There are historic records from sites through the Irish midlands and in the south and east, but it was lost from most of these before the mid 1980s.  Due to evidence of decline in the east prior to 2000 and the poor current status and future prospects for turloughs, the species is evaluated as Near Threatened.

Native status


Species Biology


Length: 4cm

Wingspan: 4.7cm

Both sexes have a dark brown pterostigma near the tip of their wings and they are both a metallic green that bronzes with age. The wings are clear but may have a slight brown tint with age. Males have bright blue eyes and a frosted blue colour on segment 1 and the first half of segment 2, this colour also covers segment 9 and 10 entirely.

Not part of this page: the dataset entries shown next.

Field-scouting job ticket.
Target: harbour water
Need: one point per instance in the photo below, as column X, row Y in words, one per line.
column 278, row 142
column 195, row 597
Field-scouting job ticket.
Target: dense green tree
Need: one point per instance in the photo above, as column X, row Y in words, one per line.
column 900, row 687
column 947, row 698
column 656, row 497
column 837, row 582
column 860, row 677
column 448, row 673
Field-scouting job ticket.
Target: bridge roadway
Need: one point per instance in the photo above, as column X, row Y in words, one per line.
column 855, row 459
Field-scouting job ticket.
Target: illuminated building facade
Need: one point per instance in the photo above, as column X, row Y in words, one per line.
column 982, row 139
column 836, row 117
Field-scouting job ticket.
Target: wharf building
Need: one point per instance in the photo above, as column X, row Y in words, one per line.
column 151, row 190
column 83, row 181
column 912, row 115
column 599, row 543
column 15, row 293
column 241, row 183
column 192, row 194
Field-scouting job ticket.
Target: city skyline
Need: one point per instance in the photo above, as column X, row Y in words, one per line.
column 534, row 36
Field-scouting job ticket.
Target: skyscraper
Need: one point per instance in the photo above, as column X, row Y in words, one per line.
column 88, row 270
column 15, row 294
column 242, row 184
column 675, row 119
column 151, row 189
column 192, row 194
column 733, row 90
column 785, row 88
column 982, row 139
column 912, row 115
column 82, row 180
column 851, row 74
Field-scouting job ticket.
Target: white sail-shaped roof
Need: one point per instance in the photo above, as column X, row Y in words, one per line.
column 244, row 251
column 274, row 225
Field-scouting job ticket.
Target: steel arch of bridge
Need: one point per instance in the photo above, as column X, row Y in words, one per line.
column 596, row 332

Females have a broader abdomen, two square marks on the first segment of their abdomen. Their eyes are brown, and the tip of their abdomen is clubbed.

Adult habitat & habits

The emeralds are the only damselflys to rest with their wings partially open


Prefers shallow still waters with an abundance of emergent plants and marginal vegetation (water horsetail, rushes, bulrush). Their habitats tend to be naturally fluctuating wetlands, including turloughs. Some colonies have been found at the backwaters of canals and man-made ponds.

Flight period

June to September (occasionally April)


World distribution(GBIF)

Irish distribution

Found in central Ireland, Clare to Wicklow and north as far as Sligo, although rarer in the east. Absent from the north and south west.